A mulher tinha guardado há muitos anos um guarda-chuva que sua mãe tinha lhe dado. Era um objeto todo enferrujado e o tecido de flores roxas miúdas estava gasto e furado, aquilo já não era um guarda-chuva fazia tempo. No entanto, era a sua querida mãe materializada num objeto. Amava-o tanto como amava sua falecida genitora.

“Jogue essa tralha desprezível fora, mulher!”, bradou o marido.

Ela olhou para o objeto. Estava catatônica e pensativa. Sentia-se diferente. A fala do marido agora soava como um empurrão e não mais como um zumbido de mosquito no ouvido.

Foi assim, tomada de uma súbita vontade de ser o que é, que ela pegou o guarda-chuva e levou-o até o lixo. Era como se uma faca muito afiada passasse por seu coração, sentiu uma dor e uma vertigem lancinantes e fugazes. Logo após, um alívio enorme. Tinha tirado um peso gigantesco das suas costas.
Aquilo foi o primeiro passo seguido de um frenesi. Jogou as revistas de celebridades sobre as quais ficava horas debruçada. As sacolas dos congressos que frequentou na faculdade e os crachás com seu nome escrito pareciam não lhe pertencer mais. E assim foi: roupas velhas e furadas recolhidas com promessas de reparo, caixotes de feira eram as futuras preciosas prateleiras, os livros sobre contabilidade, achados no lixo do vizinho, tornar-se-iam parte do projeto de uma biblioteca coletiva, Cds, potes de maionese entre tantas outras coisas. Tudo isso foi para o lixo.

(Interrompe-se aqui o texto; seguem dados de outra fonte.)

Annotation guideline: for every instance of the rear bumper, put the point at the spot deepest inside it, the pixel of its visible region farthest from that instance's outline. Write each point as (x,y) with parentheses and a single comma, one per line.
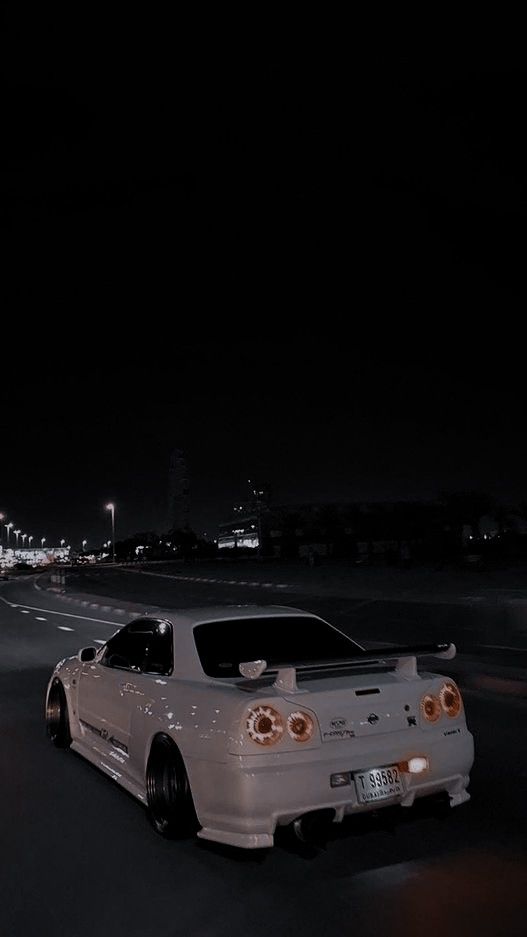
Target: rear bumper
(243,801)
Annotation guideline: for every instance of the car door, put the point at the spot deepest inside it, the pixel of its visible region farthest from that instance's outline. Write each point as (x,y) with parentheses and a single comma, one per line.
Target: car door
(150,689)
(108,690)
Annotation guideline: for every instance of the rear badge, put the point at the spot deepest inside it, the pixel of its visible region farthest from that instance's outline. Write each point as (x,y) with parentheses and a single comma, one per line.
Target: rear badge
(338,723)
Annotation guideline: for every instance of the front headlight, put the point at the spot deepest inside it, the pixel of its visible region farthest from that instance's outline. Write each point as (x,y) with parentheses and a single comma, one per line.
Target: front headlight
(264,725)
(450,699)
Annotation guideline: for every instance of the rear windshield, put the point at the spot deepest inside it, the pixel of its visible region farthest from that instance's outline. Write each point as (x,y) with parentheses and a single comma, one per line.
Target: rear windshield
(223,645)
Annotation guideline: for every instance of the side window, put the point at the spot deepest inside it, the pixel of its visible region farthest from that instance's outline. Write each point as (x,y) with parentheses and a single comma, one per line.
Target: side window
(144,645)
(159,654)
(126,650)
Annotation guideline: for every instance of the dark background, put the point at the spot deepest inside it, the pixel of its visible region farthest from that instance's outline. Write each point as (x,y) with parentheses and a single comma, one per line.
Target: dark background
(299,263)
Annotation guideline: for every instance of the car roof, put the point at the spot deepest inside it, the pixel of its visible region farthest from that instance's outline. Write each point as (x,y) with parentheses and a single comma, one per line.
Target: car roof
(190,617)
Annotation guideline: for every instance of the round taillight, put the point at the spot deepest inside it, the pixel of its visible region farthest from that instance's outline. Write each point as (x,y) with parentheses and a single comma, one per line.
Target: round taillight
(450,699)
(300,726)
(265,725)
(431,707)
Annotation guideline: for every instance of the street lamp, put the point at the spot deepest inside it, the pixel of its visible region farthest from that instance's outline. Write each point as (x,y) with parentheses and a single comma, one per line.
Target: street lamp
(111,507)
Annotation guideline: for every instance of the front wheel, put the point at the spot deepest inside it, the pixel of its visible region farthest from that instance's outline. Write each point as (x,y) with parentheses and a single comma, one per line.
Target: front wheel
(57,719)
(169,798)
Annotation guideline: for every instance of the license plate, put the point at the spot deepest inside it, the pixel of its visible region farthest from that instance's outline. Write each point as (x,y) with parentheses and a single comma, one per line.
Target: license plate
(378,783)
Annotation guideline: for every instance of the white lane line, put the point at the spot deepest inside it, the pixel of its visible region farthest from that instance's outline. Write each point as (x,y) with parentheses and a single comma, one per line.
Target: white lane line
(100,621)
(503,647)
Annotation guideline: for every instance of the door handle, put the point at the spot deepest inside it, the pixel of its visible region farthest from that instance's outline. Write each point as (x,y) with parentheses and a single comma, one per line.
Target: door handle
(126,687)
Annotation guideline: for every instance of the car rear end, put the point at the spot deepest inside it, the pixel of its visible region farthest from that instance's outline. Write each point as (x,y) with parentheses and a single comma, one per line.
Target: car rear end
(344,742)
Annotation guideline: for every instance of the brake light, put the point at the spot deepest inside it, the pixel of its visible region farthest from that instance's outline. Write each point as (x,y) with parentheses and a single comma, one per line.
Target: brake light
(265,725)
(300,726)
(450,698)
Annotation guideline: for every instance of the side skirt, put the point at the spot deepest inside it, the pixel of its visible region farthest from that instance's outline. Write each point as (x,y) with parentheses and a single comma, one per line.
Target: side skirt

Quando viu a lua pendurada no céu, tomou consciência de si. Seu corpo estava inteiramente dolorido como se tivesse sido espancada. Havia jogado fora num único dia uma infinidade de velharias inúteis e sem validade, juntadas durante uma vida inteira. Desabou na cama.

Acordou com o som do lixeiro passando e aquele som, que antes significava que tinha que correr, pois eles eram sua maior concorrência, não tinha mais significado. Renata levantou se sentindo muito mais leve. Foi para a cozinha preparar o café. A casa estava perfeita: vazia, limpa.

Com o café pronto, Renata chamou o marido da cozinha mesmo: “Está pronto o café, venha!”.
Um silêncio sepulcral tomou conta da casa. Não veio ninguém.